Un coraggioso debutto nel lungometraggio quello di Alberto Mascia, che con il suo Ipersonnia (trailer) tenta di introdurre nel panorama cinematografico italiano il genere dello sci-fi, attualmente quasi inesistente. È un esperimento interessante, dalla sceneggiatura innovativa – scritta insieme a Enrico Saccà – che ha vinto il premio Solinas Experimenta.

Nella realtà futuristica di Ipersonnia, i detenuti scontano la pena in un sonno profondo, con un sistema creato per ovviare il problema del sovraffollamento delle carceri. L’ipersonno sembra aver ridotto drasticamente il tasso di recidiva criminale, ma in realtà ha effetti devastanti su coloro i quali sono costretti a scontare la pena. Essi, infatti, sono traumatizzati dai sogni che la loro mente genera durante lo stato di incoscienza e per loro il confine tra sogno e veglia, realtà e allucinazione diventa sempre più labile. Essi vengono svegliati solo periodicamente, per essere sottoposti a un esame sulla loro incolumità, una pratica di cui si occupa lo psicologo David Damiani (Stefano Accorsi), che ne rimarrà profondamente coinvolto. Il caso di un paziente di cui vengono persi i dati relativi alla sua identità, innesca una serie di intrighi che travolgeranno la realtà di David e inevitabilmente anche della sua compagna, Viola (Katsiaryna Shulha).

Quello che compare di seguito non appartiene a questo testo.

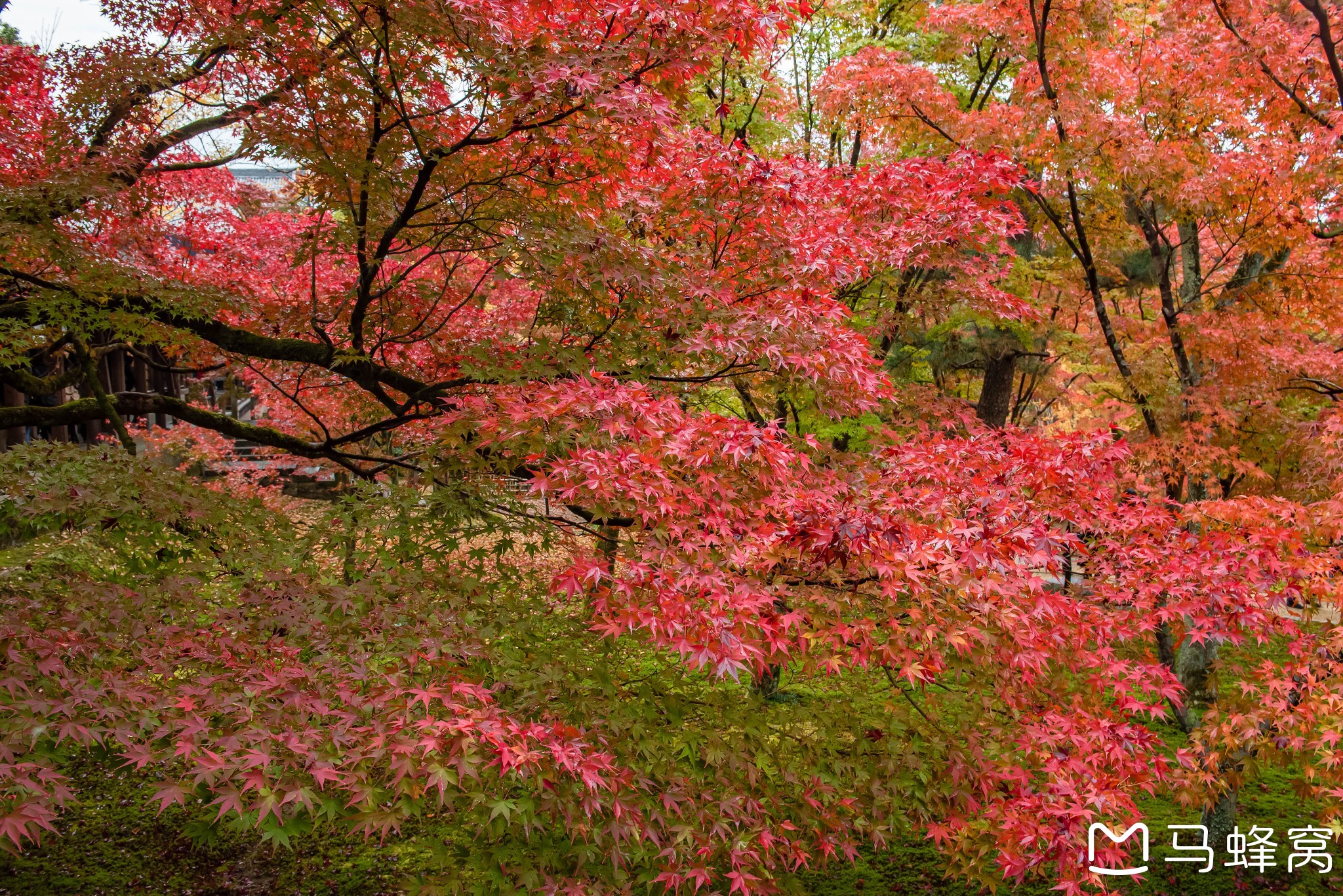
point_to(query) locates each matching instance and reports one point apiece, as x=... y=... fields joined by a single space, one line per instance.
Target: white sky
x=55 y=22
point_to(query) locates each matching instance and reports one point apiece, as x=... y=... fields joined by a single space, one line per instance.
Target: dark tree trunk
x=12 y=436
x=995 y=394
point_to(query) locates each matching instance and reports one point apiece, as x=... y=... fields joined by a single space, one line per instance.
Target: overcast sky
x=55 y=22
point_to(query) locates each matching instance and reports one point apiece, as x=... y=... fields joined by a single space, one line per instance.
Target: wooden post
x=140 y=371
x=60 y=433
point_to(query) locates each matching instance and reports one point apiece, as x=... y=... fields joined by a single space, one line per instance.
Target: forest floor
x=113 y=844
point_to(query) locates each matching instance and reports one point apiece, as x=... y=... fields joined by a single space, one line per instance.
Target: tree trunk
x=15 y=435
x=995 y=394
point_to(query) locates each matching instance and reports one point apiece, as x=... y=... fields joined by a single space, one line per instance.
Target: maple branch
x=1081 y=248
x=1326 y=37
x=1146 y=215
x=1312 y=385
x=193 y=166
x=1287 y=89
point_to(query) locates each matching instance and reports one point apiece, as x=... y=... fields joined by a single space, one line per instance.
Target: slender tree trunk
x=1192 y=267
x=995 y=394
x=14 y=436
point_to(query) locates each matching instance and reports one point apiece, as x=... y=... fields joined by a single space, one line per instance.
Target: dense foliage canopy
x=969 y=364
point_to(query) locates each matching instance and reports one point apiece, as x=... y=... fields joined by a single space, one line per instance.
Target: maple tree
x=676 y=267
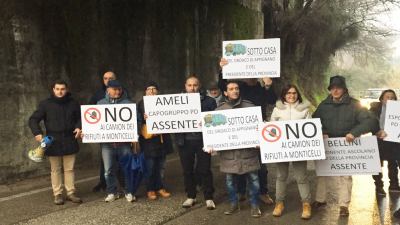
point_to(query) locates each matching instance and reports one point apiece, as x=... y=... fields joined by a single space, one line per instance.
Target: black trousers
x=392 y=174
x=262 y=177
x=196 y=166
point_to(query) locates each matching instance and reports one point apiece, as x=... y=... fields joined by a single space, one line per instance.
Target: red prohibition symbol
x=92 y=115
x=271 y=133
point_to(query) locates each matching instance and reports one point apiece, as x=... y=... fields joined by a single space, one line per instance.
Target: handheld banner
x=251 y=58
x=360 y=157
x=392 y=121
x=109 y=123
x=293 y=140
x=176 y=113
x=231 y=129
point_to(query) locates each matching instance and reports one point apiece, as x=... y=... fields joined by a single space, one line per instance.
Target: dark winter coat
x=347 y=116
x=238 y=161
x=207 y=104
x=157 y=145
x=387 y=150
x=122 y=100
x=256 y=94
x=61 y=117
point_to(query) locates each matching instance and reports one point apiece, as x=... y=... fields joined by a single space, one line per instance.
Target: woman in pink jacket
x=291 y=106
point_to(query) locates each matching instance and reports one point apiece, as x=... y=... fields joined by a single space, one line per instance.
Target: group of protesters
x=246 y=177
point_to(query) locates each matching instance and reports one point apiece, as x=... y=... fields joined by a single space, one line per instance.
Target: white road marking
x=23 y=194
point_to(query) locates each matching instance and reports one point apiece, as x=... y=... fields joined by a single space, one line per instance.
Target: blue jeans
x=112 y=156
x=154 y=173
x=252 y=183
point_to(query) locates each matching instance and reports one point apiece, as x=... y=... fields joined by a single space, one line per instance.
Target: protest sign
x=392 y=121
x=251 y=58
x=360 y=157
x=109 y=123
x=293 y=140
x=231 y=128
x=176 y=113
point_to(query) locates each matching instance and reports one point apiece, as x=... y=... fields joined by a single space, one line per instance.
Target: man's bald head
x=109 y=75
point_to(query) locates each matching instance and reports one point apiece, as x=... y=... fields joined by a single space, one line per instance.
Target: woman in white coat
x=291 y=106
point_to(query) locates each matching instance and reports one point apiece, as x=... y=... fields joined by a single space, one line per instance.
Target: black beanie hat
x=337 y=81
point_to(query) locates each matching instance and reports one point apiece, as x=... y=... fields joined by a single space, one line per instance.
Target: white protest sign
x=231 y=128
x=392 y=121
x=176 y=113
x=360 y=157
x=251 y=58
x=109 y=123
x=293 y=140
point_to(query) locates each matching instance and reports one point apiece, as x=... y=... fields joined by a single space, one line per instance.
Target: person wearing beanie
x=155 y=148
x=341 y=116
x=98 y=95
x=113 y=153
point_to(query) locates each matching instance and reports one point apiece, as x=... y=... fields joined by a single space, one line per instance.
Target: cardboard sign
x=293 y=140
x=231 y=129
x=109 y=123
x=251 y=58
x=176 y=113
x=360 y=157
x=392 y=121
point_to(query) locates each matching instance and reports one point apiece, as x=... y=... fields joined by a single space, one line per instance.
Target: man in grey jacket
x=113 y=153
x=239 y=161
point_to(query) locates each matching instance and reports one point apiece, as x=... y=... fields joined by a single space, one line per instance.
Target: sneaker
x=242 y=197
x=232 y=209
x=110 y=198
x=210 y=204
x=344 y=211
x=306 y=211
x=278 y=210
x=380 y=191
x=394 y=188
x=189 y=203
x=58 y=200
x=397 y=214
x=266 y=199
x=130 y=197
x=151 y=195
x=317 y=205
x=255 y=212
x=163 y=193
x=100 y=186
x=73 y=198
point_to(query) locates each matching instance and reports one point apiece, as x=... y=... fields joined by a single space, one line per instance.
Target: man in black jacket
x=196 y=164
x=251 y=90
x=99 y=95
x=62 y=120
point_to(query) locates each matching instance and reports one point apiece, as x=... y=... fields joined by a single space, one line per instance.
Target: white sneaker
x=189 y=203
x=130 y=197
x=110 y=198
x=210 y=204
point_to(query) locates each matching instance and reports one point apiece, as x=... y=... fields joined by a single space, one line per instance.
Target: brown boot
x=151 y=195
x=344 y=211
x=278 y=210
x=306 y=211
x=73 y=198
x=58 y=200
x=163 y=193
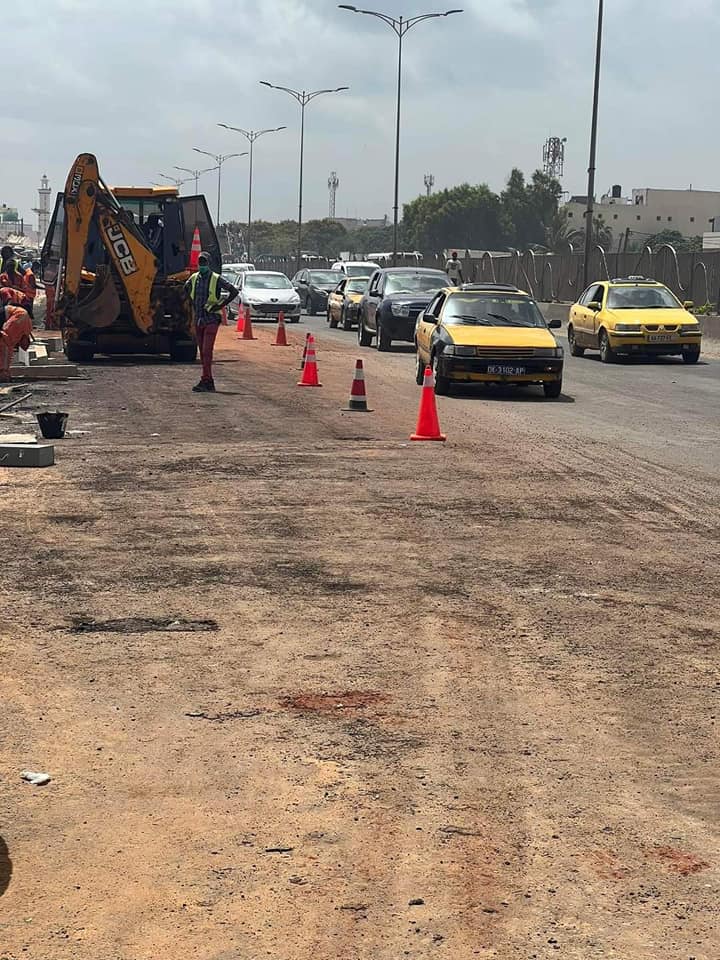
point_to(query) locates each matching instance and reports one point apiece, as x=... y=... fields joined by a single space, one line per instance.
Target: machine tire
x=364 y=336
x=607 y=354
x=183 y=351
x=575 y=350
x=552 y=390
x=384 y=342
x=442 y=384
x=78 y=352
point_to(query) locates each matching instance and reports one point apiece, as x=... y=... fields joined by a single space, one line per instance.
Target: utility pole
x=333 y=184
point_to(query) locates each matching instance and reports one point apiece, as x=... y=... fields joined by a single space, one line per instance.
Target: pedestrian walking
x=205 y=290
x=453 y=268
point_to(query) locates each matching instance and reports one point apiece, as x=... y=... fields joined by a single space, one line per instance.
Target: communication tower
x=554 y=156
x=333 y=184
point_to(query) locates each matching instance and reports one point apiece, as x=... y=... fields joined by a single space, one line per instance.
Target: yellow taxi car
x=344 y=302
x=633 y=316
x=487 y=333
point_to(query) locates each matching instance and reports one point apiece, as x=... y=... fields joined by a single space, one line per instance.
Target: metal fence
x=559 y=277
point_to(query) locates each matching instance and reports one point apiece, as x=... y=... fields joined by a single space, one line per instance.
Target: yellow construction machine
x=118 y=260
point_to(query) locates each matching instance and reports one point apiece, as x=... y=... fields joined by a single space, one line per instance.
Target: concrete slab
x=27 y=454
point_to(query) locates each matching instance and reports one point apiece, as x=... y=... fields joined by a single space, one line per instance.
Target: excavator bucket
x=101 y=307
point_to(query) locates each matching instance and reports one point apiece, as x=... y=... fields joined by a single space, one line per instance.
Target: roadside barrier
x=358 y=401
x=428 y=425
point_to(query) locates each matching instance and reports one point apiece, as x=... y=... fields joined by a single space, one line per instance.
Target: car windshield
x=492 y=310
x=415 y=282
x=323 y=276
x=266 y=281
x=641 y=298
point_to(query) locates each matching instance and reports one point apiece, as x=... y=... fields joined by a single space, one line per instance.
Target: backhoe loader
x=118 y=260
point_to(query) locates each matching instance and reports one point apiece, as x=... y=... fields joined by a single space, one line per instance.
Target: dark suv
x=394 y=299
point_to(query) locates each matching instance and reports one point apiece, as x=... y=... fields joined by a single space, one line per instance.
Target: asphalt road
x=660 y=409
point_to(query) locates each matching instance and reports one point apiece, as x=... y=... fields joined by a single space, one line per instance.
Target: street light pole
x=251 y=136
x=401 y=27
x=593 y=152
x=219 y=159
x=303 y=98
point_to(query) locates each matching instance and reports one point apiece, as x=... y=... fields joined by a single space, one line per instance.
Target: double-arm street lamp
x=593 y=151
x=401 y=27
x=303 y=98
x=219 y=159
x=251 y=136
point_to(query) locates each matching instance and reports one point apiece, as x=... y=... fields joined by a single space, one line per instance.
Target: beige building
x=648 y=211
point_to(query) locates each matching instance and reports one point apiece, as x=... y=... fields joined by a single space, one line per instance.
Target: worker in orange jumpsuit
x=15 y=331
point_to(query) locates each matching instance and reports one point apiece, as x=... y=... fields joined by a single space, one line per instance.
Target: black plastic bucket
x=52 y=425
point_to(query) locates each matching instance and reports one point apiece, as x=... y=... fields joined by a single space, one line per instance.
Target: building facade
x=649 y=211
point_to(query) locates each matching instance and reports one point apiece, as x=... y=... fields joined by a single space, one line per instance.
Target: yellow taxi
x=344 y=302
x=487 y=333
x=633 y=316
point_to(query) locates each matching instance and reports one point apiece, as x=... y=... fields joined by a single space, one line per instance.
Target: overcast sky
x=141 y=82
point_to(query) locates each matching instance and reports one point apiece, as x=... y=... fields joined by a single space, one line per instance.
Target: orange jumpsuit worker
x=15 y=331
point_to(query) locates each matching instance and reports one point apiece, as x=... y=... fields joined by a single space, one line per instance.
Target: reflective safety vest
x=213 y=299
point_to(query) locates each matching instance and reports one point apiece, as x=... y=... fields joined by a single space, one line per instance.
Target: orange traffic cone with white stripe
x=281 y=336
x=195 y=250
x=358 y=401
x=247 y=326
x=428 y=425
x=302 y=359
x=309 y=376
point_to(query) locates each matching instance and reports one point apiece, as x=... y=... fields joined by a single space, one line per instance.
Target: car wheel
x=553 y=390
x=607 y=354
x=384 y=342
x=364 y=336
x=419 y=371
x=442 y=384
x=575 y=350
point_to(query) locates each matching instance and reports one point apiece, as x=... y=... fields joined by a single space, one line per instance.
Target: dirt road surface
x=308 y=691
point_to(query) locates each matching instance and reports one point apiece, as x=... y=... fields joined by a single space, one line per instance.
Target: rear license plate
x=506 y=369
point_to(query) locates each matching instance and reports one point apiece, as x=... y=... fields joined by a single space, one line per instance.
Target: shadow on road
x=5 y=867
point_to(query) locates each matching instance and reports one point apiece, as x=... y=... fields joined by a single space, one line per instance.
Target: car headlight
x=452 y=350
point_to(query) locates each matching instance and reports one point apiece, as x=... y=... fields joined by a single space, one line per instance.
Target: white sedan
x=265 y=293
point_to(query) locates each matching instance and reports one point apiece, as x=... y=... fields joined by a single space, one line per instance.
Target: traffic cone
x=195 y=250
x=302 y=361
x=428 y=425
x=309 y=376
x=358 y=401
x=247 y=326
x=281 y=338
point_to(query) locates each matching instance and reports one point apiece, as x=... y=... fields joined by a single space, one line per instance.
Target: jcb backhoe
x=118 y=260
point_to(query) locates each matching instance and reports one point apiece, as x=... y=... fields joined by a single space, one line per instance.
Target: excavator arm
x=87 y=198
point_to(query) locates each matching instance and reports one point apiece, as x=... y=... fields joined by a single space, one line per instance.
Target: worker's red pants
x=206 y=334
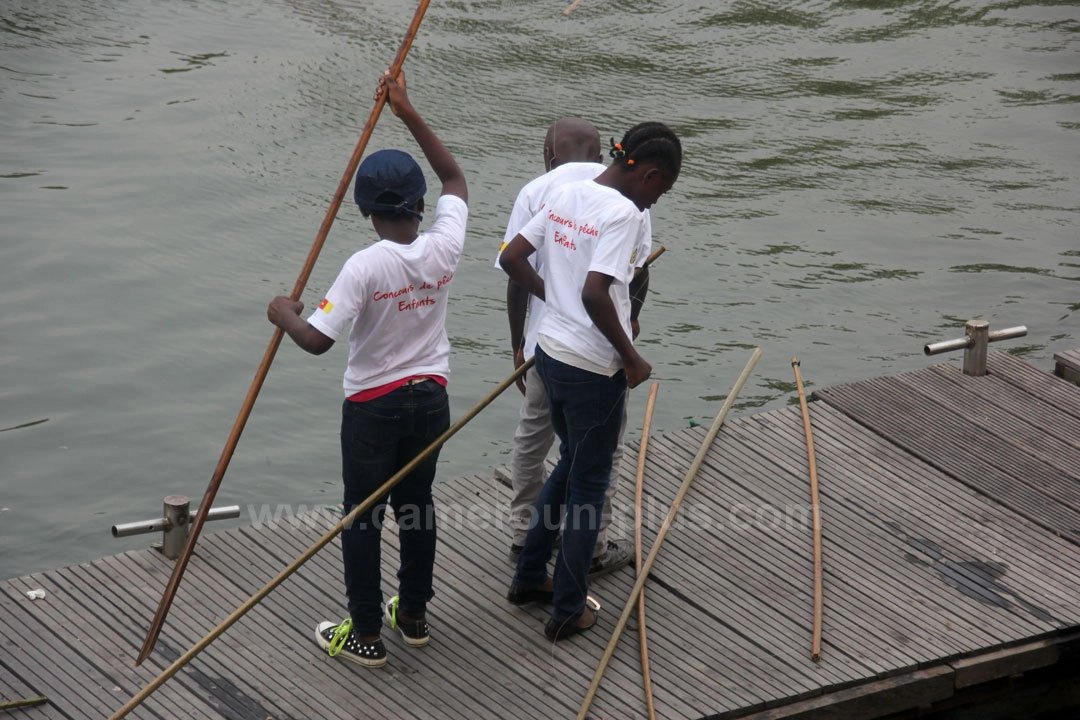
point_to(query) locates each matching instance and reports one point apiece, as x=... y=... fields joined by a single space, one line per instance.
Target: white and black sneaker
x=414 y=632
x=340 y=641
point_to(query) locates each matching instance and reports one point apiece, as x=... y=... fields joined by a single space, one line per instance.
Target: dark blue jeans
x=585 y=413
x=378 y=438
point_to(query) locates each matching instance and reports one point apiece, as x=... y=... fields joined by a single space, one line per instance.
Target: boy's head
x=571 y=140
x=650 y=155
x=390 y=184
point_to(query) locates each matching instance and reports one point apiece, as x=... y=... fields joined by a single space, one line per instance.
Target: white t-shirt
x=395 y=296
x=586 y=227
x=530 y=201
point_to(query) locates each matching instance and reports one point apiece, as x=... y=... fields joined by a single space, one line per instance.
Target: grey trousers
x=532 y=440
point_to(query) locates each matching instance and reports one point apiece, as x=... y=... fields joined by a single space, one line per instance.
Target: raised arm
x=285 y=313
x=439 y=157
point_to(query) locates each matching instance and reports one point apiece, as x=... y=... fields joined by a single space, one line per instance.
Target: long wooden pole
x=632 y=600
x=322 y=542
x=245 y=409
x=638 y=491
x=815 y=515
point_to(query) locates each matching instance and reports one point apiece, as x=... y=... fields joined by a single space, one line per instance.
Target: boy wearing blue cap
x=392 y=298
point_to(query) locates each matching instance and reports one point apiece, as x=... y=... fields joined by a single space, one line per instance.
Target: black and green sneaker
x=414 y=632
x=340 y=641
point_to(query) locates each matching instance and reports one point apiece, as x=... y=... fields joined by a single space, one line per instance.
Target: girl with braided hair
x=593 y=234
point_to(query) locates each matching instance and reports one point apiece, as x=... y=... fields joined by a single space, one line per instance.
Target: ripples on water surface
x=860 y=178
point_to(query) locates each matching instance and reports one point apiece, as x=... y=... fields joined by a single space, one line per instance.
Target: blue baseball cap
x=389 y=181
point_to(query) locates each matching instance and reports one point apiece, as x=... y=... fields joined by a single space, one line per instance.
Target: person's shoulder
x=563 y=174
x=450 y=203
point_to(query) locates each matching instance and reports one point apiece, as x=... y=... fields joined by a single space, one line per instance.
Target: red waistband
x=372 y=393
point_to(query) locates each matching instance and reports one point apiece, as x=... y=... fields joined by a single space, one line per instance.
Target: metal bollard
x=174 y=524
x=974 y=344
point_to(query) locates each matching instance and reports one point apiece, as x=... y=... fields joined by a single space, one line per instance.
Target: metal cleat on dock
x=974 y=343
x=174 y=524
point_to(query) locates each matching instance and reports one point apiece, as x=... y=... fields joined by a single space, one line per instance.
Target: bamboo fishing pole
x=815 y=516
x=322 y=542
x=260 y=375
x=691 y=473
x=638 y=491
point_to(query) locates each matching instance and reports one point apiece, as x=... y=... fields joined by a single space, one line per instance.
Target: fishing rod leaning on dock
x=638 y=491
x=658 y=542
x=260 y=375
x=815 y=517
x=322 y=542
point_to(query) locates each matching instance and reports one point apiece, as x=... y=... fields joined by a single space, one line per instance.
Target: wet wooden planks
x=1009 y=435
x=1067 y=365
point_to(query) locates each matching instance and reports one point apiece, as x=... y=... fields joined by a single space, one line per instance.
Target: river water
x=860 y=178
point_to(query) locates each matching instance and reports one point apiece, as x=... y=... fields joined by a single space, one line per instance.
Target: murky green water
x=861 y=178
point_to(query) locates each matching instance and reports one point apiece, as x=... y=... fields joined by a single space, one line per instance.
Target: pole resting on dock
x=174 y=524
x=974 y=344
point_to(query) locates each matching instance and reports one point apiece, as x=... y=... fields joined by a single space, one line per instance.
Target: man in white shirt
x=592 y=233
x=391 y=298
x=571 y=152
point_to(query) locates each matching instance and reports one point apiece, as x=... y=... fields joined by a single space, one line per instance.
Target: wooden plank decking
x=952 y=515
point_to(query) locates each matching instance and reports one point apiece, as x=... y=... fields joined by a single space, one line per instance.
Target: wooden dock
x=950 y=508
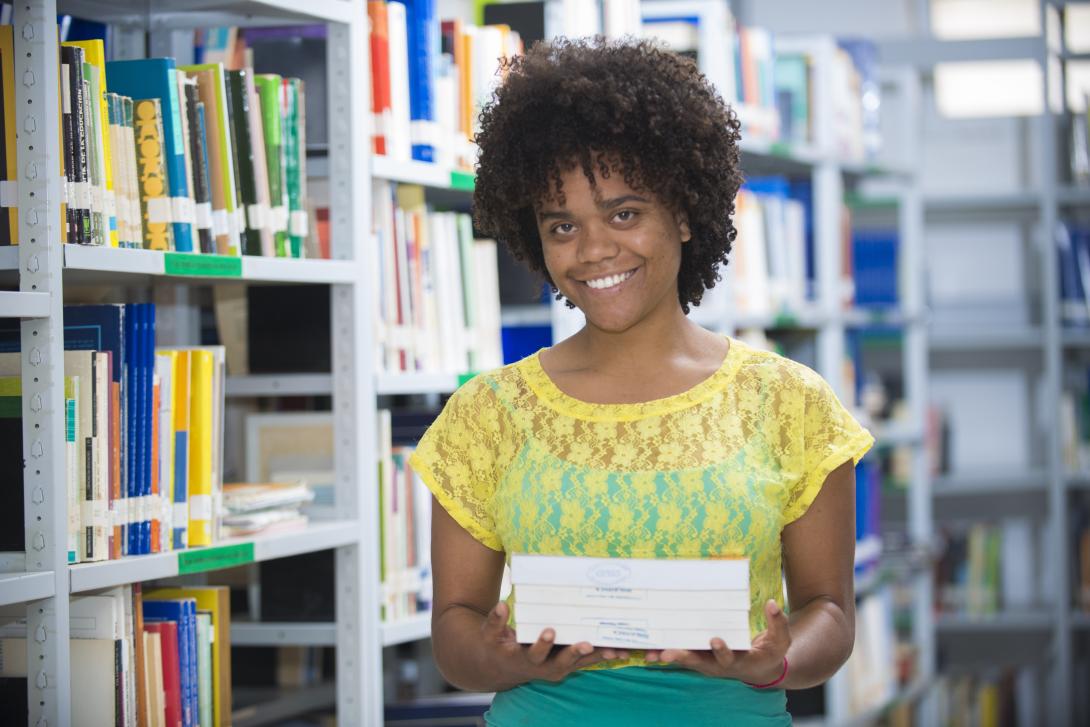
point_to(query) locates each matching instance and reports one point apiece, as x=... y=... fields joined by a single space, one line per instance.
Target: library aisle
x=240 y=278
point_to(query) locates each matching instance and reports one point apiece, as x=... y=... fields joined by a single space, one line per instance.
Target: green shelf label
x=226 y=556
x=204 y=266
x=462 y=181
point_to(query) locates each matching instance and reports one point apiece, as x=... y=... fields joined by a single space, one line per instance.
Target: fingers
x=540 y=650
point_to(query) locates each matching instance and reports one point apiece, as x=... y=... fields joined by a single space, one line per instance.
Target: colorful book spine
x=155 y=200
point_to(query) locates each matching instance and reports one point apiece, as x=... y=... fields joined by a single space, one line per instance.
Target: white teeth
x=602 y=283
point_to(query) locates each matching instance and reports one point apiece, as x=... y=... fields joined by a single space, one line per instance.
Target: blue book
x=155 y=77
x=182 y=610
x=147 y=419
x=423 y=37
x=131 y=426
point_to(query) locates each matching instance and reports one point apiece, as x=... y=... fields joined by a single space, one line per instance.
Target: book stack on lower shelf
x=144 y=437
x=155 y=657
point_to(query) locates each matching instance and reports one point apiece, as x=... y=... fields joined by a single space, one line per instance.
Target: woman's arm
x=474 y=647
x=819 y=562
x=816 y=639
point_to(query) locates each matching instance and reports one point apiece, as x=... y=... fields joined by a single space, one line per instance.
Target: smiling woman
x=610 y=168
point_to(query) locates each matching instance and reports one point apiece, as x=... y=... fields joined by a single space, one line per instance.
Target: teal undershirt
x=639 y=697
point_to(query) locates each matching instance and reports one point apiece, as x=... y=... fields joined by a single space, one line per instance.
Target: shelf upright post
x=920 y=516
x=1061 y=698
x=40 y=263
x=359 y=630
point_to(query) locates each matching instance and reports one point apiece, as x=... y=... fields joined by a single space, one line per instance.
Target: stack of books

Quello che accade al protagonista, per il modo in cui è costruita la narrazione che si intreccia costantemente al mondo dei ricordi e dei sogni, con l’inserimento di memorie fittizie, ricorda la struttura dei film di Christopher Nolan, in modo particolare Memento e InceptionÈ questa struttura, il rompicapo sperimentato da Mascia, che rende il film così coinvolgente. 

L’idea è interessante e incisiva e solleva riflessioni quanto mai attuali, parla di un mondo che ha smarrito il proprio senso critico, dove chi prova a opporsi a un sistema che di fatto annienta le menti, viene messo a tacere e reso un colpevole. Una colpa indottrinata nelle menti dei carcerati che non sanno più che cosa è vero e cosa non lo è, cosa è la realtà e cosa invece solo un terribile incubo. Eppure il film non convince del tutto e colpisce solo a metà: affida la narrazione alla sensibilità di noi spettatori, lasciandola infine po’ sospesa nel nulla.